There's 2 view XML attributes I want to point out that are immensely useful in ad blocking
    android:visibility
    android:clickable
    android:layout_width
    android:layout_height

These four XML attributes make a world of difference.

grep for com.google.ads in the res/layout directory, and you'll see a hit:
    main.xml:   

That's no good, we can then edit the layout_width and layout_height to be 0px, and it to be unclickable, and for it to be invisible.

I recommend editing the file, but I will demonstrate some sed magic.

for i in *.xml; do sed -i 's/^\(.*com.google.ads.GoogleAdView.*\)wrap_content\(.*\)wrap_content\(.*\)\/>\(.*\)$/\10px\20px\3 android:visibility="invisible" android:clickable="false" \/>\4/g' $i; done;

With this being done, we're ready to repackage up the apk file, we need to go outside where the original apk file is, and type the following to re-package it:
    apktool b atk_reversing newatk.apk

we need to sign this to put on most android devices, if you have the SDK installed, you should have a debug key
    jarsigner -keystore ~/.android/debug.keystore newatk.apk androiddebugkey

and enter "android" as the password.

NOTE: You won't be able to "upgrade" the app on the device, you MUST uninstall it either on the device, or by typing the following:
    adb uninstall com.rechild.advancedtaskkiller

You now have an installable cracked apk, which you can install by typing:
    adb install newatk.apk

Android Reversing Environment Setup

All my instructions are going to be for GNU/Linux.
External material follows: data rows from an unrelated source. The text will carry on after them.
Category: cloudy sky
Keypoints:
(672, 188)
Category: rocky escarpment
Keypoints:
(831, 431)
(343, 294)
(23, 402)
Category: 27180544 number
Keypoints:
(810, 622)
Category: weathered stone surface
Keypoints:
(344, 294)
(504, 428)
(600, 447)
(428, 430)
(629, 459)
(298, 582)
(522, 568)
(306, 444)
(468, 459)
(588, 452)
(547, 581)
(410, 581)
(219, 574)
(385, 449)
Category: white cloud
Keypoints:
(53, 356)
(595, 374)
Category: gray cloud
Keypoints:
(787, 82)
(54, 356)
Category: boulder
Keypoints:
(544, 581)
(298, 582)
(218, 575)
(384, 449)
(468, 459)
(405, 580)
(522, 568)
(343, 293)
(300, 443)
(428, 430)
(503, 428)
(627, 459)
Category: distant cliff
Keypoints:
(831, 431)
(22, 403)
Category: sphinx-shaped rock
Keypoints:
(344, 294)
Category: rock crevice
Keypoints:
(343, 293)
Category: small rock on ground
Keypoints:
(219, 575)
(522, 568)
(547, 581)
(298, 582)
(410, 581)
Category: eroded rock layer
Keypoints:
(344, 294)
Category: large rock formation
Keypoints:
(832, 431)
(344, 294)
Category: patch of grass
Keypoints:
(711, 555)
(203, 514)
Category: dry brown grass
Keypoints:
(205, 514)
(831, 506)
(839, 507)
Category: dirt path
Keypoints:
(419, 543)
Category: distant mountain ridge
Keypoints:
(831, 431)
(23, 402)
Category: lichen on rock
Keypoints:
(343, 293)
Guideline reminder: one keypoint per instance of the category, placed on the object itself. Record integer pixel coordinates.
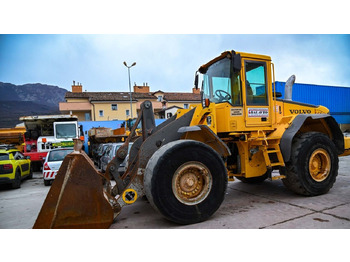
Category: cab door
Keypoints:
(257, 105)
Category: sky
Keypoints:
(166, 62)
(56, 43)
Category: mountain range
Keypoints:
(27, 100)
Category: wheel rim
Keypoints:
(192, 183)
(319, 165)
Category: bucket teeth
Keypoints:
(77, 197)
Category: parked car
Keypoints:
(52, 164)
(14, 166)
(110, 154)
(100, 153)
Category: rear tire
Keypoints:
(185, 181)
(313, 167)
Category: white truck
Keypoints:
(47, 132)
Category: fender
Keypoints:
(204, 134)
(287, 138)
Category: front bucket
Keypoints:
(76, 198)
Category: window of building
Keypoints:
(114, 107)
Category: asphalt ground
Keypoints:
(285, 217)
(265, 206)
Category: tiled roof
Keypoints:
(109, 96)
(181, 97)
(124, 96)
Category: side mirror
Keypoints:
(236, 62)
(196, 80)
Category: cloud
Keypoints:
(165, 61)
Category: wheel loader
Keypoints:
(242, 130)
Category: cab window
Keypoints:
(256, 83)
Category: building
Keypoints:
(104, 106)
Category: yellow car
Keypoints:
(14, 166)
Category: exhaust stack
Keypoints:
(289, 88)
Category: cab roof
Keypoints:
(229, 54)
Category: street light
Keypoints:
(130, 84)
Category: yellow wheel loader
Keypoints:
(242, 130)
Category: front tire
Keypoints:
(313, 167)
(185, 181)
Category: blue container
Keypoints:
(335, 98)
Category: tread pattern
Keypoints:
(294, 180)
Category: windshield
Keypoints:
(59, 155)
(66, 131)
(220, 85)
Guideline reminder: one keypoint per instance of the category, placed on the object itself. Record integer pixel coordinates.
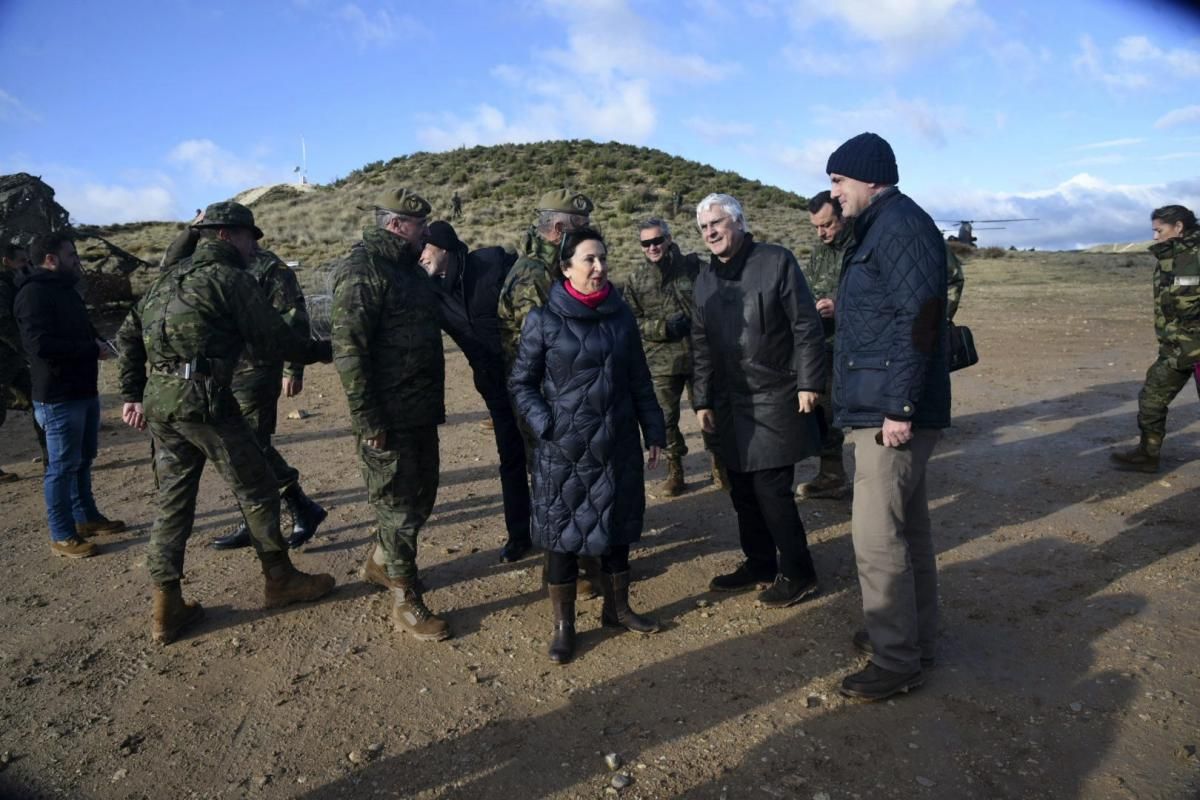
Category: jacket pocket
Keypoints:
(865, 378)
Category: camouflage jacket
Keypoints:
(282, 290)
(826, 262)
(823, 269)
(657, 293)
(388, 337)
(1177, 299)
(201, 313)
(526, 288)
(12, 355)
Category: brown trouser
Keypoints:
(894, 547)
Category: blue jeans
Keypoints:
(72, 429)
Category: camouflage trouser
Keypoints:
(181, 450)
(261, 409)
(667, 390)
(402, 485)
(1163, 383)
(17, 395)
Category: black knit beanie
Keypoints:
(867, 157)
(443, 235)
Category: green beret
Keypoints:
(401, 200)
(229, 215)
(564, 202)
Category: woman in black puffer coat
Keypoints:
(581, 383)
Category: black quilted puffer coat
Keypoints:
(581, 383)
(889, 354)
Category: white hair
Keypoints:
(729, 204)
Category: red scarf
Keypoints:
(589, 300)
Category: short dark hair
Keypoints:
(51, 245)
(1173, 214)
(574, 239)
(825, 198)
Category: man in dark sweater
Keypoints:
(63, 350)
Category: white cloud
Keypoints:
(719, 131)
(1109, 144)
(934, 124)
(601, 85)
(376, 28)
(1079, 212)
(13, 110)
(1186, 115)
(210, 164)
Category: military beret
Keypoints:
(564, 202)
(401, 200)
(229, 215)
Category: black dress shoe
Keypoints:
(741, 579)
(787, 591)
(239, 537)
(863, 644)
(515, 549)
(875, 683)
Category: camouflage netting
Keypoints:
(28, 210)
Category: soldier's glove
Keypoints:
(678, 328)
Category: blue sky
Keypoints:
(1083, 114)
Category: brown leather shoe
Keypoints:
(409, 613)
(73, 548)
(100, 527)
(172, 614)
(285, 585)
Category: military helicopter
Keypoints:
(966, 228)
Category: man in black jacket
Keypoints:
(892, 394)
(759, 366)
(63, 350)
(469, 289)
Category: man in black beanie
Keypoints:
(892, 395)
(469, 289)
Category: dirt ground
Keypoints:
(1068, 662)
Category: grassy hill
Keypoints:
(499, 187)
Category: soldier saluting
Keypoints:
(191, 328)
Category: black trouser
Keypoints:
(769, 522)
(564, 567)
(511, 449)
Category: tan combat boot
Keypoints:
(829, 482)
(673, 485)
(1143, 458)
(720, 476)
(286, 584)
(172, 614)
(409, 613)
(589, 577)
(562, 603)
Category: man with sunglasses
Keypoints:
(388, 353)
(660, 294)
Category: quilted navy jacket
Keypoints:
(581, 383)
(889, 354)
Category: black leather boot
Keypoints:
(616, 612)
(306, 515)
(562, 602)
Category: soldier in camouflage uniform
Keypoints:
(257, 384)
(823, 272)
(388, 352)
(660, 294)
(527, 287)
(191, 326)
(1177, 325)
(16, 383)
I use ubuntu in particular, so a lot of my instructions will be customized for Ubuntu, although it should be possible from any GNU/Linux distribution, Mac OSX, and even windows also.

The ABSOLUTE very first step should be grabbing the android SDK. This can be done by going to the website: http://developer.android.com/sdk/index.html

and downloading your operating system's version, I'll assume we're running linux again.


  cd ~
  wget http://dl.google.com/android/android-sdk_r06-linux_86.tgz
  tar zvxf  android-sdk_r06-linux_86.tgz

Then we need to make a bin directory in our home since this is where we'll be placing all tools.

  mkdir ~/bin

Now you'll need to add this bin directory to your PATH.
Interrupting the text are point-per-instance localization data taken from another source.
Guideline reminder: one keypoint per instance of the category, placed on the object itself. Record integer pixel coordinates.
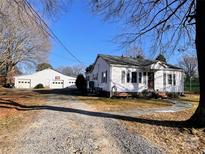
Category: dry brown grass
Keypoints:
(167, 135)
(106, 104)
(173, 138)
(11, 119)
(193, 98)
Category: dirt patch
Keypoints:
(106, 104)
(168, 135)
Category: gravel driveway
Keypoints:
(70, 126)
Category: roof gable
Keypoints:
(120, 60)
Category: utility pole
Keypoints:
(190, 86)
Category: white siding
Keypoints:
(159, 84)
(126, 87)
(46, 77)
(114, 77)
(96, 74)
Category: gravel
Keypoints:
(61, 129)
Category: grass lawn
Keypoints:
(106, 104)
(159, 131)
(168, 135)
(11, 119)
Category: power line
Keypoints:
(50, 32)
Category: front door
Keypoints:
(150, 80)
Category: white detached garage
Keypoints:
(48, 77)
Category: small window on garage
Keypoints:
(170, 79)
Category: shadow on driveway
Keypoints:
(14, 105)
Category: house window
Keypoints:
(140, 77)
(104, 77)
(134, 77)
(174, 79)
(123, 77)
(145, 78)
(128, 77)
(164, 79)
(169, 78)
(57, 77)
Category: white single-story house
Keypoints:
(126, 74)
(49, 78)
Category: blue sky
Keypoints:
(85, 35)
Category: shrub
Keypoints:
(148, 93)
(39, 86)
(172, 95)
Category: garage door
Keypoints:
(24, 83)
(57, 84)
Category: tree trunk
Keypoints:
(9, 73)
(198, 118)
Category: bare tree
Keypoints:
(19, 43)
(72, 70)
(167, 24)
(189, 65)
(135, 52)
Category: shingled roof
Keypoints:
(121, 60)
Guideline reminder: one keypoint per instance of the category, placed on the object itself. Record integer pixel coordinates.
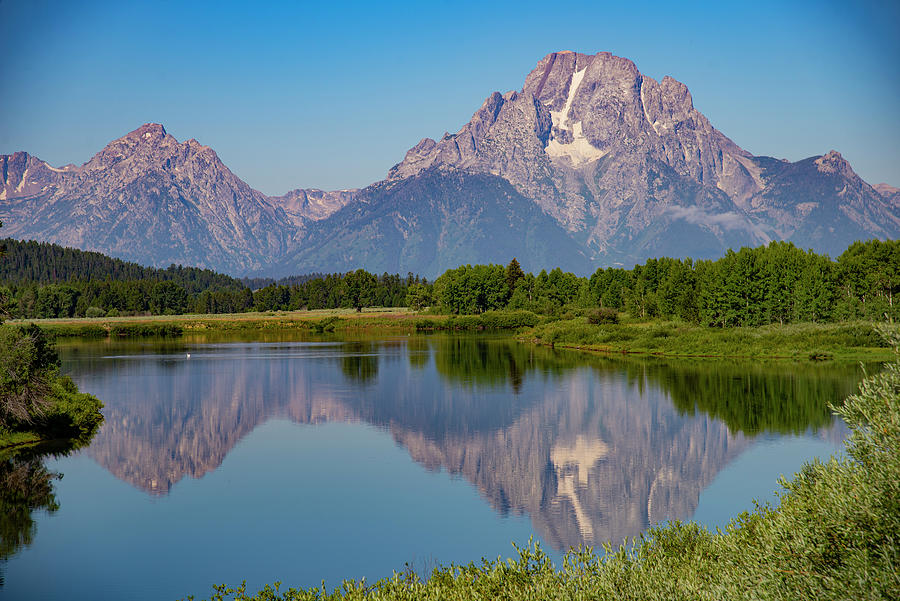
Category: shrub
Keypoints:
(603, 315)
(94, 312)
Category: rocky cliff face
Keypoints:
(603, 164)
(148, 198)
(631, 169)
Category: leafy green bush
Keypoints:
(141, 330)
(603, 315)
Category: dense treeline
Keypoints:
(778, 283)
(40, 280)
(44, 263)
(832, 534)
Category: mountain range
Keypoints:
(590, 164)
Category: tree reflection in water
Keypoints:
(26, 486)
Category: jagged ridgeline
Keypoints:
(42, 280)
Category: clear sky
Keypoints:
(332, 94)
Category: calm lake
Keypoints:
(308, 459)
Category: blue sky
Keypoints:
(331, 95)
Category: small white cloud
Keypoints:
(728, 220)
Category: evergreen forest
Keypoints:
(777, 283)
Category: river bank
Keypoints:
(850, 341)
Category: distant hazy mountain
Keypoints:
(150, 199)
(590, 164)
(632, 170)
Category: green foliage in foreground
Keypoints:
(835, 534)
(36, 402)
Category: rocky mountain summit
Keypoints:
(148, 198)
(591, 163)
(631, 169)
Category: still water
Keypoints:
(303, 460)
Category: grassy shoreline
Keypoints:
(852, 341)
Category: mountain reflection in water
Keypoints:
(591, 448)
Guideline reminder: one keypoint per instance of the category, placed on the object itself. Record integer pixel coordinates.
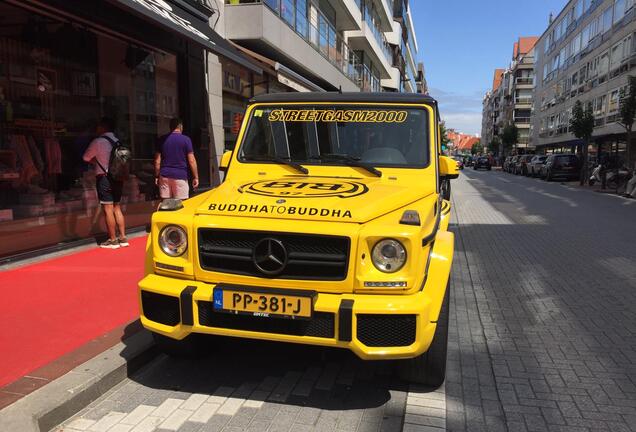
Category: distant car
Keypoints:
(535, 164)
(521, 167)
(506, 163)
(511, 165)
(460, 161)
(482, 162)
(564, 166)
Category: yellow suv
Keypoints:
(330, 228)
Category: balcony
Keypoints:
(371, 40)
(276, 30)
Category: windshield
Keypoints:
(338, 135)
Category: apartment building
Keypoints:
(586, 54)
(511, 98)
(491, 110)
(334, 44)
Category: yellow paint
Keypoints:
(334, 200)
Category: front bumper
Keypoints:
(372, 326)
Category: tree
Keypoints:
(510, 136)
(627, 112)
(477, 148)
(582, 125)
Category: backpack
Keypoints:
(119, 162)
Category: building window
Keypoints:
(619, 10)
(607, 19)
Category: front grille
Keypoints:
(386, 330)
(160, 308)
(310, 257)
(320, 325)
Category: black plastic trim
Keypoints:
(345, 316)
(337, 97)
(185, 298)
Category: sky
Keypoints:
(462, 42)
In my ~/.bashrc I have at the very bottom

export PATH=/home/areversing/android-sdk-linux_86/tools:/home/areversing/bin:$PATH

I have the same in my ~/.bash_profile and ~/.bash_login but I'm not quite sure what all is neccessary.

Then you'll need to grab apktool and aapt like so:

  cd ~/bin
  wget http://android-apktool.googlecode.com/files/apktool-1.3.1.tar.bz2
  wget http://android-apktool.googlecode.com/files/apktool-install-linux-2.2_r01-1.tar.bz2
  tar jvxf apktool-1.3.1.tar.bz2
  tar jvxf apktool-install-linux-2.2_r01-1.tar.bz2
  rm *.bz2
 
You should now have apk installed!


Type the following at a newly created console window:
  adb --help
  apktool --help


If both of those do not give you detailed help, you did something wrong.